In many ways, some of the functions are moving out of Excel into Power BI as a tool.

Does have visualisations in reporting services, although its integration with Sharepoint is somewhat limited.

Noted that Microsoft is moving its releases of PowerBI to more monthly releases rather than yearly.

Works with both on-premise and Cloud data.  So, you can have some of your data on-premise; proper support for this seems to be coming later.

Need to check out ideas.powerbi.com – this is a forum run by Microsoft where ideas can be voted on.  This is actively managed and communicated on.

This really creates problems for organisations that run with locked desktops and such like.

Ron has some thoughts on these matters to close.

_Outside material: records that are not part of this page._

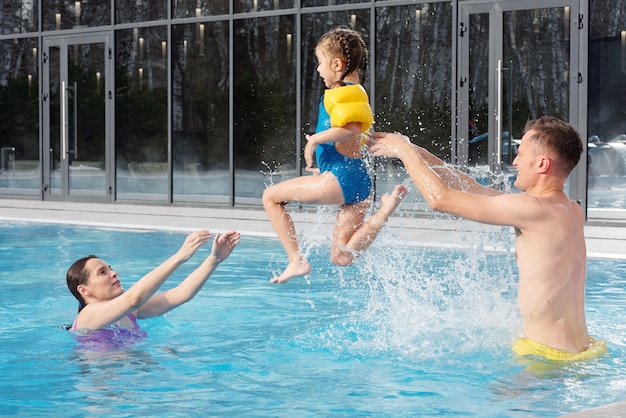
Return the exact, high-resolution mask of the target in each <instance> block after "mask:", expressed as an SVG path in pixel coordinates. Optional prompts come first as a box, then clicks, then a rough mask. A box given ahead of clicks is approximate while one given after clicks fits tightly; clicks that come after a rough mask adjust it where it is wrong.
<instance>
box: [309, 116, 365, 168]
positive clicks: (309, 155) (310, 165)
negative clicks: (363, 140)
mask: <svg viewBox="0 0 626 418" xmlns="http://www.w3.org/2000/svg"><path fill="white" fill-rule="evenodd" d="M360 134H361V123H360V122H350V123H347V124H346V125H344V126H341V127H334V128H329V129H326V130H324V131H321V132H318V133H316V134H314V135H305V137H306V140H307V142H306V145H305V147H304V161H305V162H306V168H307V169H311V167H312V166H313V160H314V158H313V157H314V156H315V148H316V147H317V146H318V145H319V144H326V143H329V142H343V141H347V140H349V139H351V138H354V137H355V136H357V135H360Z"/></svg>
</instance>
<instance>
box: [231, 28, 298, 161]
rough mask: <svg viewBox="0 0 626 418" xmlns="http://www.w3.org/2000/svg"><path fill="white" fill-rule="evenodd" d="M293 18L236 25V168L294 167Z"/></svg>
mask: <svg viewBox="0 0 626 418" xmlns="http://www.w3.org/2000/svg"><path fill="white" fill-rule="evenodd" d="M293 19H294V18H293V16H287V17H270V18H263V19H247V20H243V21H237V22H235V35H234V36H235V39H234V50H233V53H234V57H233V61H234V64H233V65H234V67H233V70H234V79H235V85H234V90H235V92H234V103H233V108H234V126H233V129H234V160H235V167H236V168H238V169H246V170H249V169H254V170H260V169H265V168H266V167H265V166H264V165H263V163H264V162H265V163H267V164H269V165H270V167H272V168H274V167H278V166H283V165H286V166H287V167H291V168H293V167H294V165H295V162H294V161H295V158H294V152H295V150H296V147H295V135H296V134H295V127H296V121H295V97H296V96H295V56H294V46H295V45H296V42H297V40H296V39H295V37H294V34H293V26H294V25H293Z"/></svg>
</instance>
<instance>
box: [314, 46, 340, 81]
mask: <svg viewBox="0 0 626 418" xmlns="http://www.w3.org/2000/svg"><path fill="white" fill-rule="evenodd" d="M315 56H316V57H317V62H318V63H319V64H318V65H317V72H318V73H319V75H320V77H322V79H323V80H324V85H325V86H326V88H330V87H331V86H332V85H333V84H334V83H336V82H337V81H339V78H340V77H341V74H342V72H343V68H344V64H343V61H341V60H340V59H339V58H330V57H329V56H328V52H326V49H325V48H324V47H323V46H320V45H318V46H317V47H316V48H315Z"/></svg>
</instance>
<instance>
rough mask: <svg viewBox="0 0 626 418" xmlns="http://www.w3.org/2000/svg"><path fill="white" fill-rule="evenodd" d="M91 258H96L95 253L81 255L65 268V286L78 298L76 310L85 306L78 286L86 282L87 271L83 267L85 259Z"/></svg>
mask: <svg viewBox="0 0 626 418" xmlns="http://www.w3.org/2000/svg"><path fill="white" fill-rule="evenodd" d="M92 258H98V257H96V256H95V255H88V256H87V257H83V258H81V259H80V260H76V261H75V262H74V264H72V265H71V266H70V268H69V269H68V270H67V274H66V275H65V280H66V281H67V287H68V289H70V292H72V295H74V297H75V298H76V299H77V300H78V312H80V311H81V310H82V309H83V308H84V307H85V305H86V304H85V299H83V295H81V294H80V292H79V291H78V286H79V285H81V284H83V285H84V284H85V283H87V279H88V278H89V272H88V271H87V269H86V268H85V265H86V264H87V261H89V260H91V259H92Z"/></svg>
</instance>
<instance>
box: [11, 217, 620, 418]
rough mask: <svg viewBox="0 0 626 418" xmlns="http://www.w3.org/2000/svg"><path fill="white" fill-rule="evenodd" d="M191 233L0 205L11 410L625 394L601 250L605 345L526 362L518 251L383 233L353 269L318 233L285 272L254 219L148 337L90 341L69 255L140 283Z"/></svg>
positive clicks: (564, 402)
mask: <svg viewBox="0 0 626 418" xmlns="http://www.w3.org/2000/svg"><path fill="white" fill-rule="evenodd" d="M184 236H185V235H184V234H183V233H171V232H141V231H134V232H133V231H117V230H107V229H101V228H87V227H71V226H58V225H42V224H26V223H24V224H21V223H1V222H0V248H1V253H2V257H1V259H0V286H1V287H0V289H1V290H0V291H1V295H2V298H1V299H0V315H1V316H2V318H3V320H2V321H1V323H0V340H1V344H0V376H1V379H0V396H1V399H2V401H1V402H0V414H2V415H22V416H41V415H55V416H103V415H114V416H121V417H123V416H137V415H140V416H290V417H292V416H298V417H301V416H302V417H307V416H380V417H384V416H442V415H448V416H455V417H456V416H480V417H500V416H511V417H520V416H533V417H541V416H545V417H551V416H560V415H562V414H566V413H570V412H575V411H580V410H584V409H588V408H591V407H595V406H599V405H603V404H606V403H610V402H616V401H621V400H623V399H626V367H624V358H625V357H624V351H625V344H626V341H625V338H624V336H625V335H626V329H625V328H626V309H624V306H626V290H625V281H626V265H625V262H624V261H619V260H589V266H588V270H589V275H588V292H587V319H588V322H589V328H590V331H591V333H592V334H593V335H595V336H596V337H599V338H603V339H606V340H607V342H608V345H609V350H610V354H609V355H607V356H605V357H603V358H600V359H597V360H594V361H589V362H587V363H579V364H573V365H569V366H566V367H562V368H555V369H551V370H550V369H544V370H541V371H529V370H527V369H525V365H524V364H522V363H520V362H519V361H518V360H517V359H515V358H514V357H513V355H512V354H511V352H510V345H511V342H512V340H513V339H514V338H515V337H516V336H517V334H518V332H519V325H520V321H519V317H518V313H517V309H516V303H515V298H516V270H515V268H514V261H513V256H512V255H511V254H508V253H485V252H483V251H479V250H477V249H476V248H472V247H471V246H470V247H469V248H465V249H449V248H448V249H433V248H423V247H420V246H419V245H400V244H398V240H397V239H395V238H394V237H393V236H390V235H389V234H388V233H383V235H382V236H381V237H380V238H379V240H377V241H376V243H375V244H374V246H373V247H372V248H371V249H370V250H369V251H368V252H367V253H366V254H365V255H364V257H363V258H361V259H360V260H359V261H358V262H357V264H356V265H355V266H352V267H350V268H337V267H334V266H332V265H331V264H329V262H328V261H327V260H328V243H327V242H325V241H324V239H318V240H317V241H316V240H312V241H308V242H307V243H306V247H305V248H306V250H307V251H308V252H309V254H310V259H311V261H312V264H313V266H314V271H313V272H312V274H311V275H309V276H308V278H307V279H306V280H305V279H302V278H300V279H293V280H292V281H290V282H289V283H288V284H286V285H278V286H277V285H272V284H270V283H269V282H268V279H269V277H270V276H271V275H272V273H276V272H277V271H278V270H279V269H280V268H281V267H283V266H284V261H285V256H284V253H283V250H282V248H281V246H280V244H279V243H278V241H276V240H272V239H264V238H258V237H249V236H244V237H243V238H242V242H241V244H240V246H239V247H237V249H236V250H235V252H234V253H233V255H232V256H231V257H230V258H229V259H228V260H226V261H225V262H224V263H222V265H221V266H220V267H219V268H218V270H217V271H216V272H215V273H214V275H213V276H212V278H211V279H210V280H209V282H208V283H207V285H206V286H205V288H204V289H203V290H202V291H201V292H200V293H199V294H198V296H197V297H196V298H195V299H194V300H193V301H191V302H189V303H188V304H186V305H184V306H182V307H180V308H178V309H177V310H175V311H172V312H170V313H169V314H167V315H166V316H165V317H160V318H154V319H150V320H147V321H142V322H141V325H142V328H143V329H144V330H145V331H147V333H148V337H147V338H146V339H145V340H143V341H141V342H139V343H137V344H135V345H134V346H132V347H130V348H125V349H120V350H115V351H105V352H94V351H87V350H81V349H78V348H77V347H76V344H75V342H74V340H73V339H72V338H71V337H70V335H69V334H68V333H67V332H66V331H65V330H64V329H63V324H69V323H71V322H72V320H73V318H74V315H75V313H76V308H77V306H76V301H75V299H74V298H73V297H72V296H71V294H70V293H69V291H68V290H67V287H66V285H65V271H66V270H67V268H68V266H69V265H70V264H71V262H72V261H74V260H75V259H77V258H79V257H82V256H84V255H87V254H91V253H93V254H97V255H98V256H100V257H102V258H104V259H105V260H106V261H108V262H109V263H110V264H111V265H112V266H113V268H115V269H116V270H117V271H118V272H119V274H120V277H121V279H122V282H123V283H124V284H125V287H126V288H128V287H129V286H130V285H131V284H132V283H133V282H134V281H135V280H137V279H138V278H139V277H141V275H142V274H144V273H145V272H147V271H148V270H149V269H150V268H151V267H154V266H155V265H156V264H158V263H159V262H160V261H162V260H164V259H165V258H166V257H167V256H169V255H170V254H171V253H173V252H174V251H175V250H176V249H177V248H178V247H179V246H180V244H181V243H182V241H183V239H184ZM208 251H209V249H208V248H203V249H201V250H199V252H198V254H196V256H195V257H194V258H193V259H192V260H191V261H190V262H188V263H187V265H186V266H183V268H181V270H180V273H179V274H177V275H175V276H174V277H172V278H171V279H170V282H169V283H168V284H166V285H165V286H169V285H174V284H175V283H178V281H179V280H180V278H181V277H184V273H185V272H189V271H190V270H191V269H192V268H193V267H194V266H195V265H197V263H198V262H199V260H200V259H201V256H202V255H206V254H207V252H208Z"/></svg>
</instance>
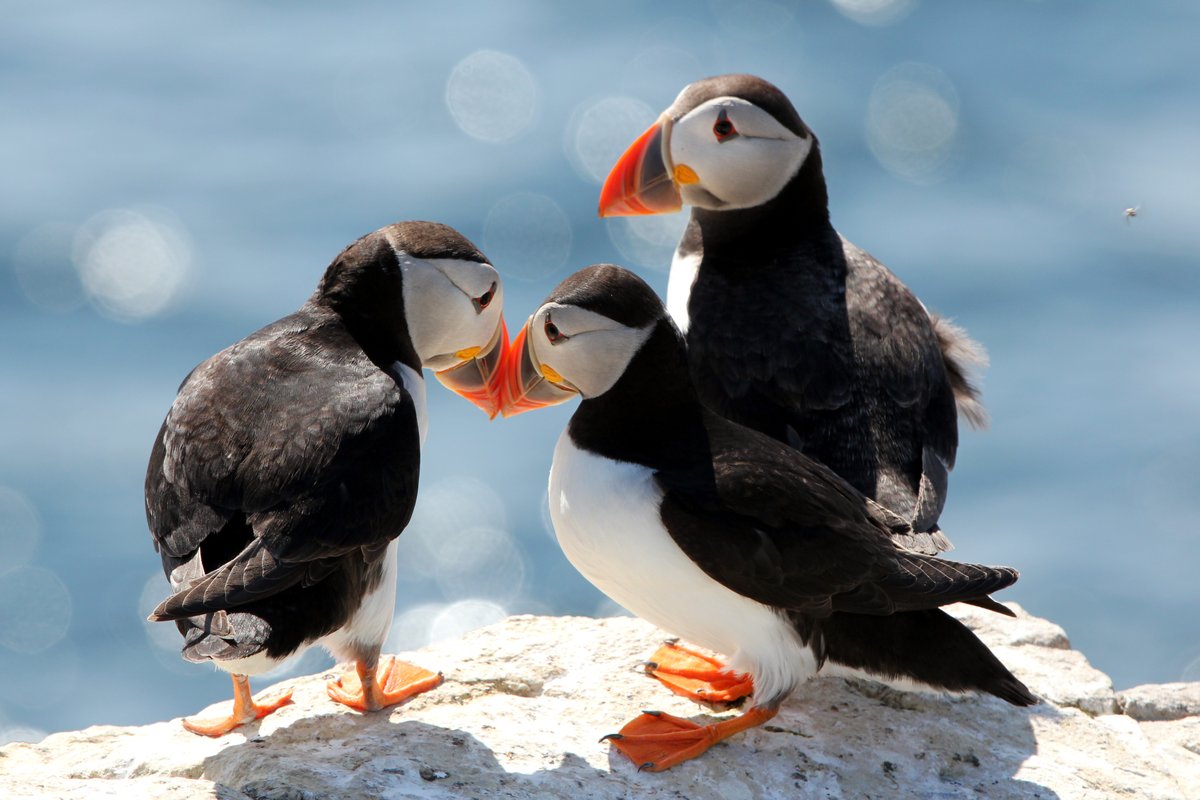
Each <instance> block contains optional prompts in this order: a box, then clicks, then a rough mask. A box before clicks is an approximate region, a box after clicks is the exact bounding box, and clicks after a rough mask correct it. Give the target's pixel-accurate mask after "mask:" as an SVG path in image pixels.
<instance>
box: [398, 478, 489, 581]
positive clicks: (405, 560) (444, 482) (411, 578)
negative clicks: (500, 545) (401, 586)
mask: <svg viewBox="0 0 1200 800" xmlns="http://www.w3.org/2000/svg"><path fill="white" fill-rule="evenodd" d="M472 528H498V529H500V530H505V529H506V523H505V506H504V500H503V499H502V498H500V495H499V494H498V493H497V492H496V489H493V488H492V487H491V486H488V485H487V483H485V482H484V481H480V480H478V479H474V477H467V476H464V475H460V476H450V477H445V479H442V480H440V481H437V482H436V483H431V485H428V486H422V487H421V493H420V495H419V497H418V499H416V509H414V510H413V519H412V522H409V523H408V528H406V529H404V535H403V537H402V539H401V540H400V560H398V569H400V576H401V578H402V579H406V581H424V579H426V578H427V577H428V572H430V570H428V565H430V564H433V565H438V564H442V563H443V561H445V559H446V558H448V557H449V553H452V552H454V551H455V549H456V546H455V543H454V542H455V539H456V537H457V536H458V535H460V533H461V531H463V530H469V529H472Z"/></svg>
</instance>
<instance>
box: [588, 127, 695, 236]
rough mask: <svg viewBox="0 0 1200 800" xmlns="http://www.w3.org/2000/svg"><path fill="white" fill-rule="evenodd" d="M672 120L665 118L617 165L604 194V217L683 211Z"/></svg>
mask: <svg viewBox="0 0 1200 800" xmlns="http://www.w3.org/2000/svg"><path fill="white" fill-rule="evenodd" d="M670 145H671V118H670V116H667V115H666V114H664V115H662V116H660V118H659V119H658V121H656V122H654V125H652V126H650V127H649V130H647V131H646V133H643V134H642V136H640V137H637V140H636V142H634V144H631V145H630V146H629V150H626V151H625V154H624V155H623V156H622V157H620V158H619V160H618V161H617V166H616V167H613V168H612V172H611V173H608V178H607V179H605V182H604V188H601V190H600V216H601V217H632V216H638V215H643V213H667V212H671V211H678V210H679V209H682V207H683V199H682V198H680V197H679V187H678V186H676V181H674V178H673V174H674V169H673V166H672V164H671V152H670Z"/></svg>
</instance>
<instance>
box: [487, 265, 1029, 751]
mask: <svg viewBox="0 0 1200 800" xmlns="http://www.w3.org/2000/svg"><path fill="white" fill-rule="evenodd" d="M503 372H504V379H503V395H504V399H503V407H502V413H505V414H517V413H521V411H526V410H532V409H536V408H541V407H546V405H553V404H556V403H562V402H564V401H566V399H570V398H572V397H575V396H578V397H581V398H582V399H581V403H580V405H578V408H577V409H576V410H575V414H574V415H572V416H571V419H570V422H569V423H568V426H566V429H565V431H564V432H563V434H562V437H560V438H559V440H558V444H557V446H556V449H554V457H553V464H552V467H551V471H550V488H548V498H550V513H551V518H552V521H553V525H554V531H556V535H557V537H558V542H559V545H560V546H562V548H563V552H564V553H565V555H566V557H568V559H569V560H570V561H571V564H572V565H574V566H575V567H576V569H577V570H578V571H580V572H581V573H582V575H583V576H584V577H587V578H588V581H590V582H592V583H593V584H595V585H596V588H599V589H600V590H601V591H604V593H605V594H606V595H608V597H611V599H612V600H613V601H616V602H617V603H619V604H622V606H624V607H625V608H628V609H629V610H630V612H632V613H635V614H637V615H638V616H641V618H643V619H646V620H648V621H650V622H653V624H654V625H656V626H659V627H661V628H664V630H666V631H668V632H671V633H673V634H676V636H679V637H684V638H686V639H688V640H690V642H695V643H698V644H700V645H702V646H704V648H707V649H709V650H713V651H716V652H724V654H730V655H731V656H732V660H731V663H732V666H733V667H734V668H736V669H738V670H743V672H744V673H745V674H746V675H748V676H749V679H750V684H751V685H752V696H751V697H750V698H749V699H748V706H746V708H745V710H744V711H743V712H742V714H740V715H739V716H736V717H732V718H724V720H721V721H719V722H714V723H712V724H697V723H695V722H691V721H689V720H684V718H679V717H676V716H672V715H667V714H662V712H658V711H646V712H643V714H641V715H640V716H637V717H636V718H634V720H632V721H631V722H629V723H628V724H625V726H624V727H623V728H622V729H620V732H619V733H617V734H611V735H610V736H606V739H607V740H610V741H611V742H612V744H613V745H614V746H616V747H617V748H618V750H619V751H620V752H622V753H624V754H625V756H628V757H629V758H630V759H631V760H632V762H634V763H635V764H637V765H638V766H640V769H646V770H664V769H670V768H671V766H673V765H676V764H679V763H682V762H684V760H688V759H691V758H695V757H697V756H700V754H701V753H703V752H704V751H706V750H708V747H710V746H712V745H713V744H715V742H718V741H721V740H724V739H726V738H728V736H731V735H733V734H736V733H739V732H742V730H745V729H748V728H751V727H754V726H758V724H762V723H763V722H766V721H767V720H769V718H772V717H773V716H774V715H775V714H776V711H778V710H779V706H780V704H781V703H782V702H784V700H785V699H786V698H787V697H788V694H790V693H791V692H792V691H793V690H794V688H796V687H797V686H798V685H800V684H802V682H803V681H805V680H808V679H810V678H812V676H814V675H816V674H838V675H857V676H865V678H869V679H874V680H881V681H883V682H890V684H893V685H899V686H901V687H904V688H913V687H918V688H920V687H924V688H929V690H935V691H946V692H983V693H988V694H994V696H996V697H998V698H1001V699H1003V700H1007V702H1008V703H1012V704H1013V705H1021V706H1024V705H1032V704H1034V703H1036V702H1037V699H1036V698H1034V696H1033V694H1032V693H1031V692H1030V690H1028V688H1027V687H1026V686H1025V685H1024V684H1022V682H1021V681H1020V680H1019V679H1018V678H1015V676H1014V675H1013V674H1012V673H1010V672H1009V670H1008V669H1007V668H1006V667H1004V666H1003V664H1002V663H1001V662H1000V660H997V658H996V656H995V655H994V654H992V652H991V651H990V650H989V649H988V646H986V645H984V644H983V643H982V642H980V640H979V639H978V638H977V637H976V636H974V634H973V633H972V632H971V631H970V630H968V628H967V627H966V626H965V625H962V624H961V622H959V621H958V620H956V619H954V618H953V616H950V615H949V614H947V613H946V612H944V610H942V608H941V607H942V606H947V604H949V603H955V602H966V603H974V604H979V606H984V607H986V608H994V607H998V608H1003V607H1002V606H998V603H996V601H994V600H991V597H990V595H991V594H992V593H995V591H998V590H1001V589H1003V588H1006V587H1009V585H1012V584H1013V583H1014V582H1015V581H1016V579H1018V572H1016V570H1013V569H1009V567H1003V566H982V565H976V564H961V563H955V561H950V560H944V559H941V558H937V557H934V555H929V554H925V553H920V552H918V551H916V549H913V548H908V547H905V546H904V545H902V543H901V542H904V541H908V540H906V539H905V536H907V535H911V531H910V530H907V529H905V525H906V524H907V523H904V522H902V521H900V519H899V517H898V516H896V515H894V513H892V512H889V511H888V510H887V509H884V507H883V506H882V505H880V504H877V503H875V501H872V500H871V499H870V498H868V497H865V495H864V494H863V493H862V492H859V491H858V489H856V488H854V487H853V486H852V485H851V483H850V482H848V481H846V480H844V479H842V477H840V476H839V475H838V474H836V473H835V471H833V470H832V469H829V468H828V467H827V465H824V464H822V463H821V462H818V461H816V459H814V458H811V457H809V456H805V455H804V453H803V452H802V451H799V450H797V449H793V447H791V446H788V445H786V444H784V443H780V441H778V440H776V439H774V438H772V437H768V435H766V434H762V433H760V432H757V431H754V429H752V428H749V427H745V426H743V425H740V423H738V422H734V421H732V420H728V419H726V417H725V416H721V415H720V414H716V413H715V411H714V410H712V409H710V408H709V407H708V405H707V404H706V403H704V402H703V399H702V396H701V392H700V391H698V387H697V386H696V385H695V384H694V380H692V377H691V374H692V371H691V369H690V359H689V354H688V349H686V343H685V339H684V336H683V333H682V332H680V331H679V330H678V327H677V326H676V325H674V324H673V321H672V320H671V318H670V315H668V313H667V309H666V308H665V306H664V303H662V302H661V301H660V300H659V297H658V295H655V294H654V291H653V290H652V289H650V288H649V287H648V285H647V284H646V283H644V282H643V281H642V279H641V278H638V277H637V276H636V275H634V273H632V272H630V271H628V270H624V269H622V267H619V266H613V265H608V264H601V265H594V266H589V267H586V269H583V270H581V271H578V272H576V273H575V275H572V276H570V277H569V278H566V279H565V281H564V282H563V283H560V284H559V285H558V287H557V288H556V289H554V290H553V291H552V293H551V294H550V296H548V297H547V299H546V301H545V302H544V303H542V305H541V306H540V307H539V308H538V311H536V312H535V313H534V314H533V315H532V317H530V318H529V320H528V323H527V324H526V325H524V327H523V329H522V330H521V332H520V333H518V335H517V337H516V338H515V339H514V342H512V344H511V347H510V350H509V353H508V354H506V355H505V366H504V367H503ZM1006 610H1007V609H1006Z"/></svg>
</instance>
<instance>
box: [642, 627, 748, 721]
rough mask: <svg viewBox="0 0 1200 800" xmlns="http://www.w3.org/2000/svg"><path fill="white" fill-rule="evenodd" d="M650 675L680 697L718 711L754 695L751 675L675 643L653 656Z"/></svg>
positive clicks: (648, 664)
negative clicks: (704, 705)
mask: <svg viewBox="0 0 1200 800" xmlns="http://www.w3.org/2000/svg"><path fill="white" fill-rule="evenodd" d="M646 672H647V673H648V674H650V675H653V676H654V678H656V679H658V680H659V681H660V682H661V684H662V685H664V686H666V687H667V688H670V690H671V691H672V692H674V693H676V694H679V696H682V697H686V698H688V699H690V700H695V702H696V703H703V704H704V705H708V706H712V708H714V709H718V710H724V709H730V708H734V706H737V705H740V704H742V703H743V702H744V700H745V698H748V697H750V696H751V694H752V693H754V681H752V680H751V679H750V675H748V674H745V673H738V672H732V670H731V669H730V668H728V667H726V666H725V663H722V662H721V661H719V660H716V658H713V657H712V656H707V655H704V654H702V652H697V651H696V650H692V649H691V648H685V646H682V645H679V644H676V643H674V642H666V643H665V644H664V645H662V646H661V648H659V649H658V650H656V651H655V652H654V655H653V656H650V660H649V661H648V662H647V663H646Z"/></svg>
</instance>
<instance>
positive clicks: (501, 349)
mask: <svg viewBox="0 0 1200 800" xmlns="http://www.w3.org/2000/svg"><path fill="white" fill-rule="evenodd" d="M508 351H509V331H508V329H506V327H505V326H504V317H500V324H499V325H497V327H496V332H494V333H492V341H491V342H488V343H487V347H482V348H467V349H466V350H458V353H456V354H455V355H456V356H458V357H461V359H463V361H462V362H461V363H458V365H456V366H454V367H449V368H446V369H442V371H439V372H434V373H433V374H434V375H437V378H438V380H440V381H442V385H443V386H445V387H446V389H449V390H450V391H452V392H455V393H456V395H462V396H463V397H466V398H467V399H469V401H470V402H472V403H474V404H475V405H478V407H479V408H481V409H484V414H486V415H487V419H490V420H494V419H496V415H497V414H499V413H500V402H502V392H503V386H502V385H500V384H502V381H503V380H504V361H505V357H506V356H508Z"/></svg>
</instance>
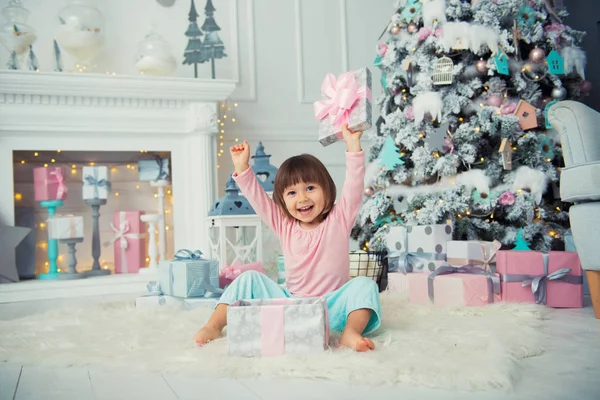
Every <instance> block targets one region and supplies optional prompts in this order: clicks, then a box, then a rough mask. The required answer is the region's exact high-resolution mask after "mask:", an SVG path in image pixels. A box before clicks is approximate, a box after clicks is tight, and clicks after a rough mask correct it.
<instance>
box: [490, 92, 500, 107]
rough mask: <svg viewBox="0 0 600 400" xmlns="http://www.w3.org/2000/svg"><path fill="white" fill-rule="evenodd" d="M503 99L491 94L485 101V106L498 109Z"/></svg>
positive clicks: (499, 97) (495, 94)
mask: <svg viewBox="0 0 600 400" xmlns="http://www.w3.org/2000/svg"><path fill="white" fill-rule="evenodd" d="M503 101H504V99H503V98H502V96H500V95H499V94H493V95H491V96H490V97H488V99H487V102H486V103H487V105H488V106H492V107H500V106H501V105H502V102H503Z"/></svg>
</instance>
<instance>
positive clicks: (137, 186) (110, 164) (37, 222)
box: [14, 149, 173, 272]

  • Power BI is unbeatable value (free is quite good if it’ll do what you want)
  • Power BI is designed for millennial freedom (i.e. locked down desktops?  Pfft)
  • Power BI is not a complete BI solution (need the BI stack for that)
  • Power BI is a rapidly evolving work in progress
  • Power BI is for people, not applications
  • Power BI is amazing
Question and Answer sessions
In the wrap up at the end, one point was ‘How does Power BI deal with data governance?’.  And of course the answer here is that it doesn’t.  This means that Power BI does not follow data governance rules in its implementation – you can end up having your data that is subject to rules that Power BI completely stomps over.  So no, it doesn’t do that.
What about Excel and Power View?  Answer – it is going to continue to be supported.  As noted in the vision, there’s PowerBI Desktop, Excel, Integrated Reporting, and mobile reporting (Datazen).  Tonight’s discussion focussed on PowerBi Desktop.